In losing Ruth Bader Ginsburg, the United States lost a brilliant justice and trailblazing woman. Today, I look back on a United Airlines flight gone awry, which forced the late justice to rapidly evacuate down an emergency slide after her aircraft experienced engine trouble. I also look back on the justice herself.
An Emergency Evacuation For Ruth Bader Ginsburg On United Airlines
It was September 14, 2011 and the justice, then 78 years-old, was traveling on UA586, a Boeing 757, from Washington Dulles to San Francisco to speak at a legal conference at the University of California’s Hastings College of the Law. Prior to takeoff, a pilot noted smoke coming out of one of the engines and made the decision to evacuate the aircraft. Slides were deployed and all 179 passengers, including Ginsburg, were directed to quickly exit the aircraft. One passenger was injured, but Ginsburg was just fine. Already at that time she was battling pancreatic cancer and had recently undergone chemotherapy. Passengers were placed on another aircraft and the flight eventually departed several hours late.
Talk about a wake-up call!
Over the years, Ginsburg continued to travel on United. Here’s a picture a pilot shared with me from a flight last year:
My Thoughts On The Late Justice
If you’ve never watched On the Basis of Sex, a 2018 movie which chronicles the remarkable life of RBG, I strongly recommend it. Whatever your political persuasion, there is no denying that she was a tenacious, hard-working, sacrificial, woman who fought strongly for her conception of equal rights for women and others.
There’s such a tendency to put our partisan blinders on, especially during this time, but I stand in awe that Ginsburg was able to be a mother to her three-year-old child, attend law school, be a member of the law review, and essentially attend law school for her sick husband at the same time. Throughout her career, she pushed boundaries and broke glass ceilings, carefully crafting legal arguments to persuade skeptical judges and justices before joining the Supreme Court herself in 1993.

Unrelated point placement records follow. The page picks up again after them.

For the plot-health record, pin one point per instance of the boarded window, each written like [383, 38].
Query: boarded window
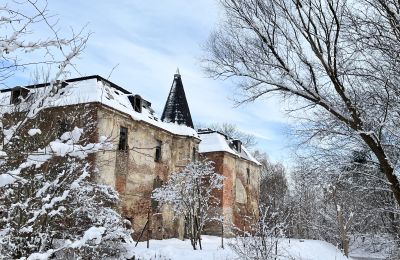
[157, 157]
[123, 139]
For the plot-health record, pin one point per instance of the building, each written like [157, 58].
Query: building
[147, 149]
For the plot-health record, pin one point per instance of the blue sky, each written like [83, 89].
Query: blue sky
[148, 40]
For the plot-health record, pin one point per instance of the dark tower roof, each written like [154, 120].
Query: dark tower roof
[176, 108]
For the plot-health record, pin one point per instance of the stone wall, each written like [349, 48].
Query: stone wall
[134, 172]
[240, 194]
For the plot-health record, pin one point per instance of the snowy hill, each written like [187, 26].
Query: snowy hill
[176, 249]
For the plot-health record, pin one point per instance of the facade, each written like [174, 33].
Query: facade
[147, 149]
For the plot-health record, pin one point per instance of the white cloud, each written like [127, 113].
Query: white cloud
[149, 39]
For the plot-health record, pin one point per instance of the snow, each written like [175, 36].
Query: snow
[93, 233]
[176, 249]
[34, 131]
[216, 142]
[91, 91]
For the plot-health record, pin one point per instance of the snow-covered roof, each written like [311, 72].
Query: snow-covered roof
[93, 89]
[213, 141]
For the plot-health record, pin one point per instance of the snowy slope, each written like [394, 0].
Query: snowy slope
[176, 249]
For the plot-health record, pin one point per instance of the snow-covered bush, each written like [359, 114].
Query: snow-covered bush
[263, 241]
[191, 194]
[50, 205]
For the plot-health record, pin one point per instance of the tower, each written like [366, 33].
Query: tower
[176, 108]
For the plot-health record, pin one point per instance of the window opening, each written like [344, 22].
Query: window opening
[157, 157]
[137, 104]
[194, 154]
[123, 139]
[18, 94]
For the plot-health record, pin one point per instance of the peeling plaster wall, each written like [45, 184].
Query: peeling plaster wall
[133, 173]
[240, 194]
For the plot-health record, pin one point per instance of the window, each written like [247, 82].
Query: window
[237, 145]
[17, 94]
[123, 139]
[157, 183]
[194, 154]
[62, 127]
[157, 157]
[137, 104]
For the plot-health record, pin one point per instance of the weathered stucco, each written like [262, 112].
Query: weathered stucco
[134, 172]
[240, 195]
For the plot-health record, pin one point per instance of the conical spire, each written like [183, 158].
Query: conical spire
[176, 108]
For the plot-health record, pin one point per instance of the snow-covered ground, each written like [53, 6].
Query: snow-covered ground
[175, 249]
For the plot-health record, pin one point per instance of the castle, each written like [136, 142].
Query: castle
[147, 149]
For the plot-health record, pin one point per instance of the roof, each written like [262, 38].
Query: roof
[214, 141]
[176, 108]
[95, 89]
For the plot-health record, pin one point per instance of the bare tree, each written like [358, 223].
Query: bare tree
[23, 47]
[191, 193]
[336, 60]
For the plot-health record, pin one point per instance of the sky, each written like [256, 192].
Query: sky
[140, 44]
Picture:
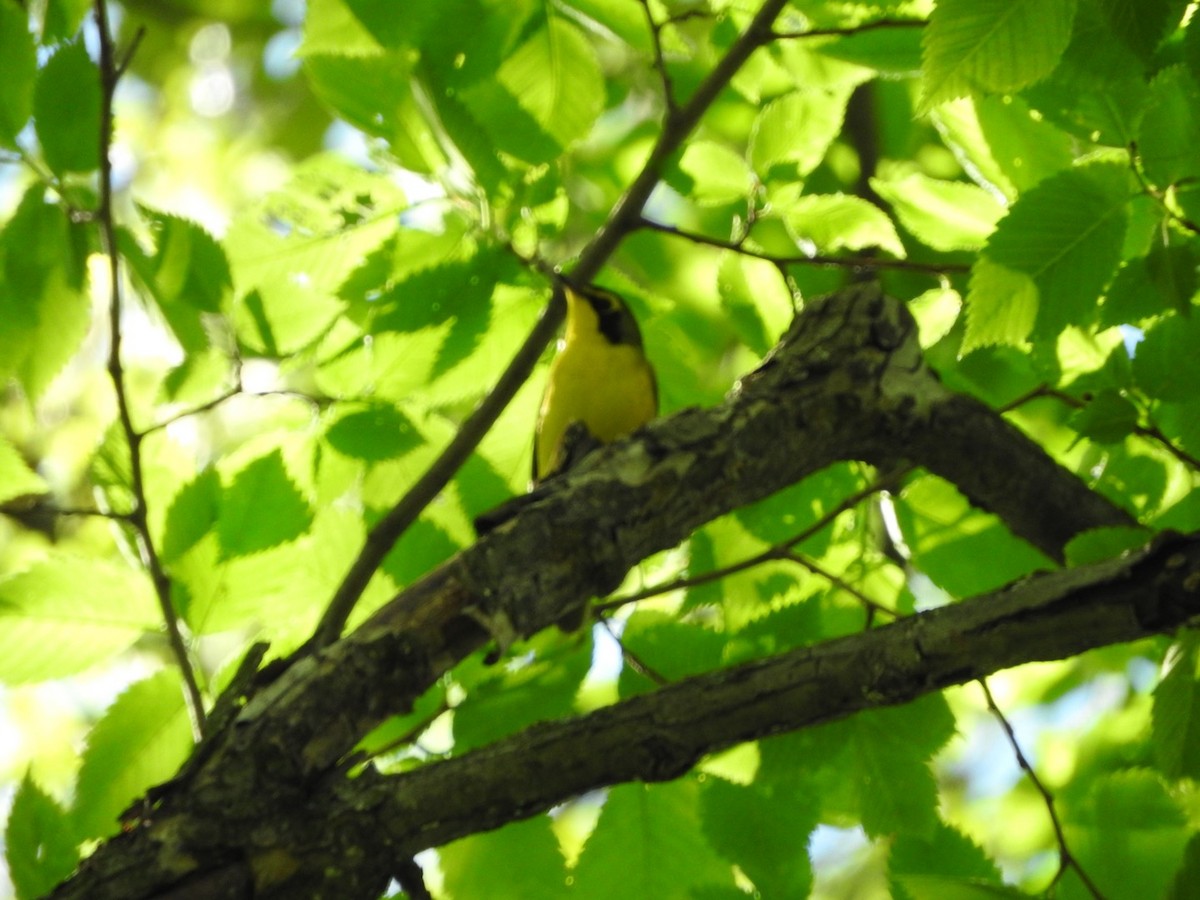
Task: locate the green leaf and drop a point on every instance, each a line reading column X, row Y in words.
column 945, row 865
column 528, row 691
column 1099, row 544
column 719, row 175
column 376, row 432
column 797, row 130
column 1143, row 24
column 1175, row 732
column 142, row 741
column 66, row 111
column 1108, row 418
column 19, row 55
column 889, row 753
column 262, row 508
column 652, row 835
column 40, row 844
column 765, row 834
column 1170, row 131
column 1168, row 361
column 1128, row 835
column 63, row 19
column 292, row 252
column 1002, row 306
column 520, row 861
column 891, row 51
column 17, row 480
column 65, row 615
column 991, row 45
column 192, row 514
column 1066, row 234
column 832, row 222
column 45, row 312
column 555, row 78
column 1026, row 147
column 756, row 303
column 947, row 538
column 946, row 215
column 1098, row 91
column 1174, row 271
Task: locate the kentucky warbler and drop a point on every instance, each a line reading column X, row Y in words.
column 600, row 378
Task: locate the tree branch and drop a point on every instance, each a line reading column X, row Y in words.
column 109, row 76
column 846, row 382
column 622, row 220
column 659, row 736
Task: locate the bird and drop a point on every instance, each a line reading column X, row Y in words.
column 600, row 378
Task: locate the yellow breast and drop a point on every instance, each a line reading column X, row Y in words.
column 607, row 387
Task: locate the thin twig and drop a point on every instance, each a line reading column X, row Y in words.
column 1066, row 861
column 817, row 259
column 109, row 76
column 1150, row 432
column 871, row 606
column 622, row 220
column 851, row 30
column 633, row 660
column 1156, row 193
column 660, row 64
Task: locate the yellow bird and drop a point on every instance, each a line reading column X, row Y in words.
column 599, row 378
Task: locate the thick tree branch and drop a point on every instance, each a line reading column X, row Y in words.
column 624, row 216
column 846, row 382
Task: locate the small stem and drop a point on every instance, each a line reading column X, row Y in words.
column 871, row 263
column 1066, row 861
column 109, row 76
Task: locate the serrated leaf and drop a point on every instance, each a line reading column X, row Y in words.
column 891, row 749
column 1175, row 732
column 1143, row 24
column 45, row 312
column 756, row 304
column 1168, row 361
column 555, row 77
column 652, row 835
column 1002, row 306
column 765, row 834
column 991, row 45
column 936, row 312
column 1066, row 234
column 527, row 852
column 377, row 432
column 1099, row 544
column 1108, row 418
column 142, row 741
column 537, row 690
column 17, row 480
column 946, row 861
column 1174, row 271
column 841, row 222
column 718, row 174
column 65, row 615
column 797, row 129
column 291, row 253
column 1169, row 136
column 40, row 844
column 946, row 215
column 192, row 514
column 19, row 55
column 66, row 111
column 262, row 508
column 1128, row 834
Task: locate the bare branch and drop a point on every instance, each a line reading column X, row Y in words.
column 109, row 76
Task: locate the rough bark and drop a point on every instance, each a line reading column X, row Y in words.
column 847, row 382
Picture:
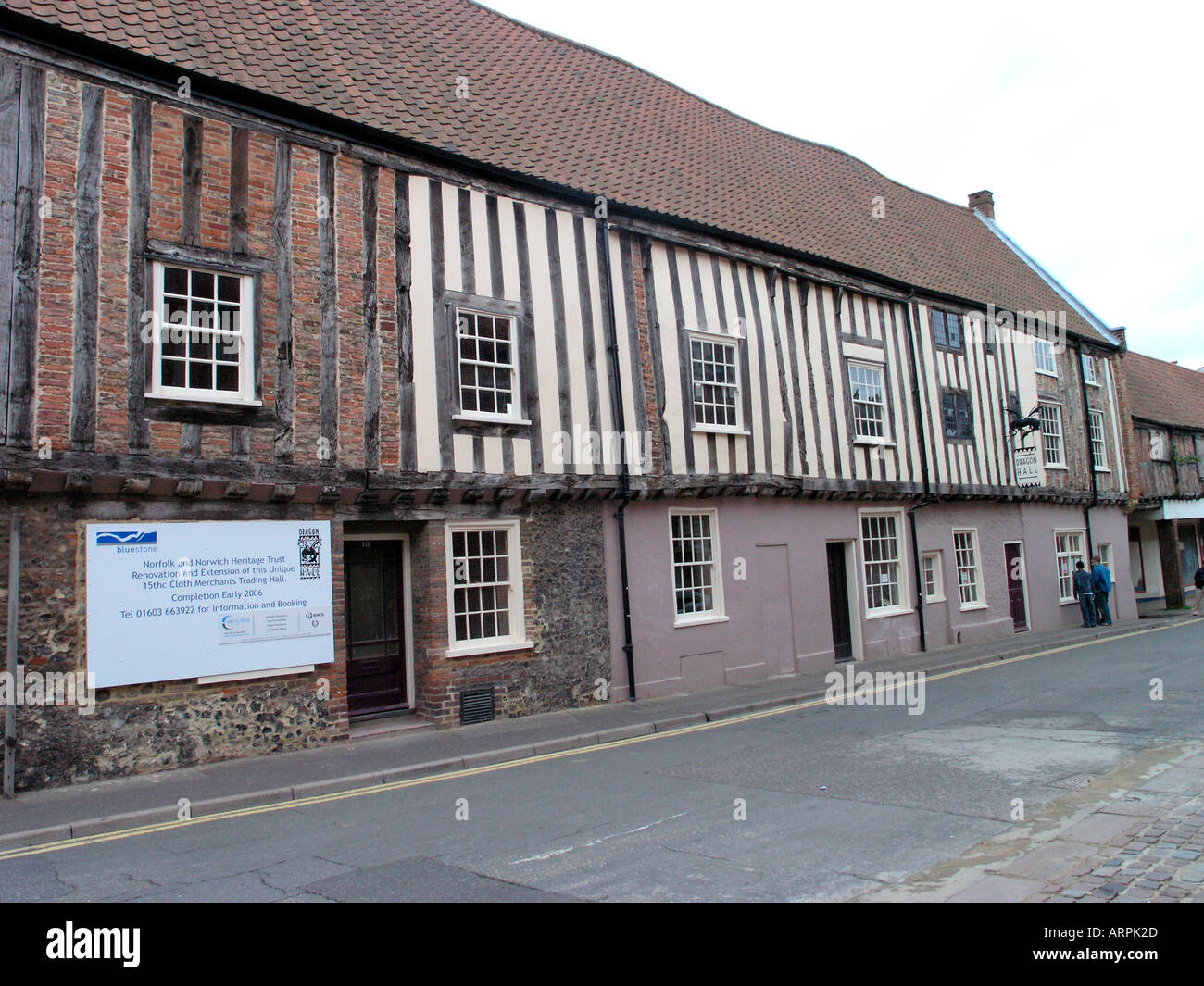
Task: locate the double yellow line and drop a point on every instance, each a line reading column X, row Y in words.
column 397, row 785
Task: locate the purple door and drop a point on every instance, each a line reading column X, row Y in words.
column 376, row 620
column 1014, row 557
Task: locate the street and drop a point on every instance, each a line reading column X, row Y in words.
column 823, row 803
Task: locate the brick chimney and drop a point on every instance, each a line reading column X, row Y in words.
column 984, row 201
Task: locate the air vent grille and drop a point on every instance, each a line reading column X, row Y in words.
column 476, row 705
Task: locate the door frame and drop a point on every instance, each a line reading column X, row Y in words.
column 851, row 592
column 408, row 598
column 1023, row 559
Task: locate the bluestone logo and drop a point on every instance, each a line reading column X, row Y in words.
column 127, row 537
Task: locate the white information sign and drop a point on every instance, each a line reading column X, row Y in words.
column 177, row 601
column 1027, row 466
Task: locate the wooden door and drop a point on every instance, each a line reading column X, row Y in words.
column 376, row 625
column 1014, row 559
column 838, row 600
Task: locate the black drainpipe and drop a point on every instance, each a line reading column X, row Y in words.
column 1091, row 449
column 908, row 305
column 624, row 474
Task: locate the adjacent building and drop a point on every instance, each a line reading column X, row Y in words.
column 564, row 378
column 1167, row 524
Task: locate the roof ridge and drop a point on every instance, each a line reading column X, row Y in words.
column 703, row 100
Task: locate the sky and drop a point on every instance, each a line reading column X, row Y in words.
column 1084, row 119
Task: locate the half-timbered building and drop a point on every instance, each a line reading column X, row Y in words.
column 593, row 381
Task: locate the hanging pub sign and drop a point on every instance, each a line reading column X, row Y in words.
column 1027, row 468
column 207, row 598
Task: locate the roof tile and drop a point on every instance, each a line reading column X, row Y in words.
column 562, row 112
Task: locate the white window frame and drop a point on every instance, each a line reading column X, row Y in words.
column 1098, row 443
column 903, row 604
column 517, row 637
column 247, row 335
column 1090, row 371
column 516, row 414
column 1044, row 357
column 974, row 569
column 938, row 576
column 717, row 613
column 1072, row 557
column 734, row 342
column 1060, row 462
column 858, row 437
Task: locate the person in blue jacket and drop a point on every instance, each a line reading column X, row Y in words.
column 1102, row 584
column 1085, row 593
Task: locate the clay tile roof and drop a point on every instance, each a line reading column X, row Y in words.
column 558, row 111
column 1164, row 392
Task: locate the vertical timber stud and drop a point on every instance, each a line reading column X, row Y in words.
column 282, row 240
column 10, row 709
column 619, row 417
column 405, row 321
column 10, row 123
column 136, row 277
column 27, row 255
column 371, row 329
column 240, row 201
column 87, row 264
column 329, row 303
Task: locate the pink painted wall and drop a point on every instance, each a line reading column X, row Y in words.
column 778, row 620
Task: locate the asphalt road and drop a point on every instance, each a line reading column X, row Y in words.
column 838, row 800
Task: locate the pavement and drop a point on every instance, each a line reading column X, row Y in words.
column 1135, row 834
column 44, row 817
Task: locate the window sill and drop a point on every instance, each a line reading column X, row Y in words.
column 201, row 399
column 718, row 430
column 486, row 419
column 488, row 646
column 698, row 620
column 898, row 610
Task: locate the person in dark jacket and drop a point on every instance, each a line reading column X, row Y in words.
column 1085, row 593
column 1102, row 584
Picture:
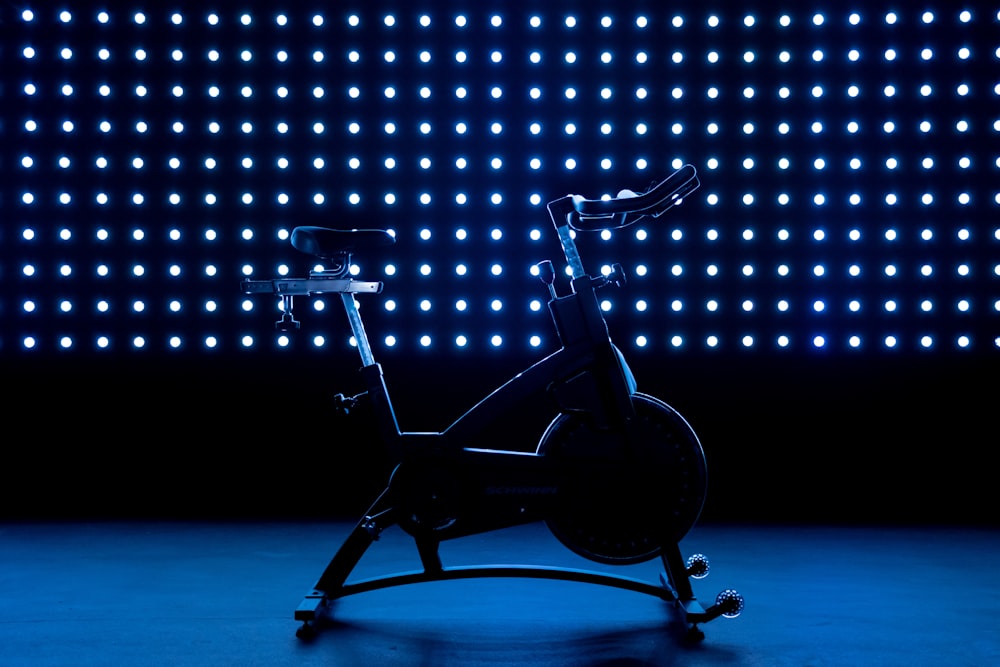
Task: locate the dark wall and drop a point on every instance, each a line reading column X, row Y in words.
column 787, row 439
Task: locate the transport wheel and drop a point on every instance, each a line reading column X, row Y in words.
column 625, row 492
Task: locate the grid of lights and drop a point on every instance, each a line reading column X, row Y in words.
column 849, row 163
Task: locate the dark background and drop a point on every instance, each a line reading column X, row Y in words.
column 787, row 440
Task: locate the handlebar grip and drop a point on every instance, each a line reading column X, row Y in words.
column 593, row 214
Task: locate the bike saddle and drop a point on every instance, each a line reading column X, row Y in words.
column 332, row 243
column 628, row 206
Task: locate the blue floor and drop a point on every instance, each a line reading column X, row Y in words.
column 134, row 593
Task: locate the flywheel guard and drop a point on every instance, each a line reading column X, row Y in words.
column 625, row 492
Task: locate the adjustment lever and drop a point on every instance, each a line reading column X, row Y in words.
column 547, row 274
column 344, row 404
column 616, row 277
column 287, row 321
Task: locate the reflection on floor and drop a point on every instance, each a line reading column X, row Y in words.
column 223, row 593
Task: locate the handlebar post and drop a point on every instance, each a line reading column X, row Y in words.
column 560, row 211
column 358, row 329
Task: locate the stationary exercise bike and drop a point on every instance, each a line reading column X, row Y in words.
column 619, row 477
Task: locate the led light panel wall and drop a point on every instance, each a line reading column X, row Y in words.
column 154, row 157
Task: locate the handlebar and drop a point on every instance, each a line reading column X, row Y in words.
column 628, row 207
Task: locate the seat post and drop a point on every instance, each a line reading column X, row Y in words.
column 358, row 329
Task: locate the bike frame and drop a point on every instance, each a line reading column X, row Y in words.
column 587, row 374
column 446, row 484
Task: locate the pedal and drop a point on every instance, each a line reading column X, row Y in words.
column 697, row 566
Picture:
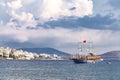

Appearing before the 7th Circuit Court of Appeals in 1971 in a case known as Sprogis v. United Airlines, Ginsburg argued that it was unlawful for United Airlines to discriminate against female flight attendants on the basis of marital status. At the time, United had a policy that female flight attendants had to be unmarried and remain unmarried while employed. The policy did not apply to men. Ginsburg successfully argued that such disparity violated Title VII of the Civil Rights Act of 1964. The court agreed and held the flight attendant was entitled to judgment as a matter of law (i.e. no need to even hear United’s side of the case).
Although seen as the liberal firebrand of the Court, she had a tender side as well, including a close personal relationship with the late Justice Antonin Scalia, who was at the opposite end of the spectrum on most major issues that came before the Court.
If you’re so inclined, listen to this obituary on RBG from NPR’s Nina Totenberg:
Ginsburg was a legal giant and a trailblazer. While her death sets up which may be the most contentious battle to fill a Supreme Court seat in U.S. history, today I hope that all of us, even those who disagreed with her judicial philosophy, will take a moment to recognize what an impact Ginsburg has had on the American judiciary and indeed on everyday life, including flight attendants, some of whom are still flying today thanks to Ginsburg’s labor.